Activate all warnings (e.g. with -Wall):
main.cpp:24:15: warning: deprecated conversion from string constant to 'char*'
char* b = "hey are you ready";
^
The easiest solution would be to use an array of characters instead:
char b[] = "hey are you ready"; // more characters than your original one
Concerning copy: you want to check whether source actually contains n characters or stop beforehand:
void cpy(char * dest, const char* source, int n)
{
for(int i = 0; *source != '\0' && i < n; ++i)
// copies n characters or until source has been copied completely
*dest++ = *source++;
}
*dest = '\0';
}
Why is this necessary
In your original code, b is a pointer to characters. Now, pointers can point anywhere aka store any memory addresses, even of those memory sections you're not allowed to change. A string literal is stored in the constant data section of your program*. You're not allowed to alter that stuff. But you do that either way and end up with a segmentation fault.
Therefore, you need to ensure that you alter a version that doesn't reside in the read-only section of your program. The array version does exactly that: it initializes a new array, which has the same content as your original literal.
And by the way, your edit has also undefined behavior. Now b points to a single character. If you were to copy more than one character to the location b is addressing, you would write to some memory, but not the one that actually belongs to b. This results in undefined behavior.
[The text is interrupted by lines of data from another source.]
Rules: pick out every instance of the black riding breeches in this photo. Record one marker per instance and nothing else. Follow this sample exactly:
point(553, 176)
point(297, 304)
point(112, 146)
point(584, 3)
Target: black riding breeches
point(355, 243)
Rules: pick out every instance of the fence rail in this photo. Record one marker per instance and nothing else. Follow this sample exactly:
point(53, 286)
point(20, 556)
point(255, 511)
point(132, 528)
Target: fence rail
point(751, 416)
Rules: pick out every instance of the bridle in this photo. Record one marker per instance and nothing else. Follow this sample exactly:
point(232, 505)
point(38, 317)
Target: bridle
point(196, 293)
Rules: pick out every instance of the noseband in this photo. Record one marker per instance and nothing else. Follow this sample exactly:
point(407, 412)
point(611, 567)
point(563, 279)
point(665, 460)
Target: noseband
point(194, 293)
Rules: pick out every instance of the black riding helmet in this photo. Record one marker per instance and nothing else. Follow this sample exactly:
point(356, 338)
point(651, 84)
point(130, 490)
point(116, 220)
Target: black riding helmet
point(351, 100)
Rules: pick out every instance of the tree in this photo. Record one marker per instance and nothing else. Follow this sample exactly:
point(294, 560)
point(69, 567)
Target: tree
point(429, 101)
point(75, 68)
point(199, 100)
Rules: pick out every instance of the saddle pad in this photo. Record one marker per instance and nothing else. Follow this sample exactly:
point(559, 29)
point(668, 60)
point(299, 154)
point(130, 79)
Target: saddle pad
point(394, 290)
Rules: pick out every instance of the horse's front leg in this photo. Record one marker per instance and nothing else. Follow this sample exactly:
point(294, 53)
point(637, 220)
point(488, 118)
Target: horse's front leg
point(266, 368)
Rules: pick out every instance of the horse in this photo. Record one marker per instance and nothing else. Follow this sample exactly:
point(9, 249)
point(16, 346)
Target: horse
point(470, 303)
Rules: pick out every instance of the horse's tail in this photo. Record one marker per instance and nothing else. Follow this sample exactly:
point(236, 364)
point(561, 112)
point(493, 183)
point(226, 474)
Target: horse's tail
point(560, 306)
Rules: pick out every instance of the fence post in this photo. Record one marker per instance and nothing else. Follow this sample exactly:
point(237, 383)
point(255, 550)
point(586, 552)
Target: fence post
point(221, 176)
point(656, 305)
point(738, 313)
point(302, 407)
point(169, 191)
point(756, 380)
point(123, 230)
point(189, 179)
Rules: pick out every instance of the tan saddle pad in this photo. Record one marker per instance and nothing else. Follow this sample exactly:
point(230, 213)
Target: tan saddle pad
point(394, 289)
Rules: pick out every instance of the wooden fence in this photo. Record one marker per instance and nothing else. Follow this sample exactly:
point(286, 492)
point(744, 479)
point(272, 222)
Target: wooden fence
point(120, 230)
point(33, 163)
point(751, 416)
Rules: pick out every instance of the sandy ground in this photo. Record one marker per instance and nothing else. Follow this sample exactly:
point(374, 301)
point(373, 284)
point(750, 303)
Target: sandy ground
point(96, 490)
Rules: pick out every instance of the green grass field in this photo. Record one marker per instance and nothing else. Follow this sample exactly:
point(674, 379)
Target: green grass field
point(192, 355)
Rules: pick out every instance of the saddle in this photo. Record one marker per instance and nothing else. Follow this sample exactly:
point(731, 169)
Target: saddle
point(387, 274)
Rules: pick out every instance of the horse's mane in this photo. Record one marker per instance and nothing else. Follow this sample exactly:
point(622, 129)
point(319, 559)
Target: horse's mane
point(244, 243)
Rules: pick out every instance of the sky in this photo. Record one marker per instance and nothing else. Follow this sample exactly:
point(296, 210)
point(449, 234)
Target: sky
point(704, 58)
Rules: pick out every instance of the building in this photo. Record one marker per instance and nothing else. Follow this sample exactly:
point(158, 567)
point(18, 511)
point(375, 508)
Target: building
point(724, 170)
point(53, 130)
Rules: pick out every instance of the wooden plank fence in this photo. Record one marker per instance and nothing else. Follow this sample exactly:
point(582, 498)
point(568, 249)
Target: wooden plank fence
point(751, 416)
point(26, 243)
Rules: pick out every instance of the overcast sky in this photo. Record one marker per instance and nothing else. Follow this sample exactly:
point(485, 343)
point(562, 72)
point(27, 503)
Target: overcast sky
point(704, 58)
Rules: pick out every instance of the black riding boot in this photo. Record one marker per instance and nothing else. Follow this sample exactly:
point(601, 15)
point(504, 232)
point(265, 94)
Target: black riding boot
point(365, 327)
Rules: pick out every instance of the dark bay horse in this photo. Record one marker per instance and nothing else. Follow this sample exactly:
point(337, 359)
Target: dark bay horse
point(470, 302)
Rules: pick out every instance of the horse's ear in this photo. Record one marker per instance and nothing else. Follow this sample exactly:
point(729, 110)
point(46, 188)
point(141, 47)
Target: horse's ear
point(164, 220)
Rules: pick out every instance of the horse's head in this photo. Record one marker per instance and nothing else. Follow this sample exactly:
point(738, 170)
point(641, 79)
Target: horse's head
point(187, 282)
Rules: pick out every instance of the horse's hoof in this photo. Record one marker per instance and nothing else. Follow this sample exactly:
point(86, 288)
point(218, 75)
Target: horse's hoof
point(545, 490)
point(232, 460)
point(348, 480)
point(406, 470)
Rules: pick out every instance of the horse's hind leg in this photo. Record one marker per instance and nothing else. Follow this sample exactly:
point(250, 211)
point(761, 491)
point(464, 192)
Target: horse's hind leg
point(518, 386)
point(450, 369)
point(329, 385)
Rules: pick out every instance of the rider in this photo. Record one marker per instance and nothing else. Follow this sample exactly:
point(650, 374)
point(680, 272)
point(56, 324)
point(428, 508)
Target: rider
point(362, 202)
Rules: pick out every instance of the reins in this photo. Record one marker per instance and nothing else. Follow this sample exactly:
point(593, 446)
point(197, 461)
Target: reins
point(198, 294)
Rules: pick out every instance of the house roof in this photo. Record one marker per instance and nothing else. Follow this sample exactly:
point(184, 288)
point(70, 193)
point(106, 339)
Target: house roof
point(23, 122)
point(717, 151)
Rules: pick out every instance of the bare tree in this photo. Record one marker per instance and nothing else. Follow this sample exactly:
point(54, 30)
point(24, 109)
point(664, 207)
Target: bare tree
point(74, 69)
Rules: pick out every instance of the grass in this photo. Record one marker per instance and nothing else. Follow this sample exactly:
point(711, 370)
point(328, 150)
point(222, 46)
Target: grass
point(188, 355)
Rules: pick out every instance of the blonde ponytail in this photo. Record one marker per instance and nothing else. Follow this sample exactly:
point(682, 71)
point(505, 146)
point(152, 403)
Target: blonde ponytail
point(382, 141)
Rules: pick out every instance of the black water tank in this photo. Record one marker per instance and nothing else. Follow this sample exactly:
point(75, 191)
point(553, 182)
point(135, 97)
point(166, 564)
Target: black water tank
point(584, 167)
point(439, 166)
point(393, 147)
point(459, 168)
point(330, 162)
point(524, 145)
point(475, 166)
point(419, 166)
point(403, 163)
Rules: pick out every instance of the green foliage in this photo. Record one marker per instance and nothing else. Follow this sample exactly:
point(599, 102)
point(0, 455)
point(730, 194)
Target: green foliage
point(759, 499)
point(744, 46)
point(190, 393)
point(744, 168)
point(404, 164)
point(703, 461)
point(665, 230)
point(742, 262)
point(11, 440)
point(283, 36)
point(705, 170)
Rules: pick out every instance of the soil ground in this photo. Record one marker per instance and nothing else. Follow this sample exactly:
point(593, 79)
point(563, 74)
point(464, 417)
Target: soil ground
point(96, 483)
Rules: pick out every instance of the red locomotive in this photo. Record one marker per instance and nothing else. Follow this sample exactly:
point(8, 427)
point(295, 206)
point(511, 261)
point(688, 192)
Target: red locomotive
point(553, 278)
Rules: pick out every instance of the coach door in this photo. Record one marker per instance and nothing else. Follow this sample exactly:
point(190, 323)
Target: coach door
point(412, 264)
The bottom note is: don't trick the compiler with such things.
Using C++, not C
However, there are some other problems with your code. For starters, it's mostly C. The only part where you actually use C++ is cout. If you were to use std::string, you wouldn't have those problems beforehand:
#include <iostream>
#include <string>
int main(){
const std::string a = "honey singh";
std::string b = "hey are you ready";
const int n = 5;
b = a.substr(0, n);
}
As you can see, your copy is already part of the standard library, namely std::string::substr
Note that there were some other broken things in your original code, such as copy having quadratic runtime instead of linear, copy copying too much into too little memory, etc.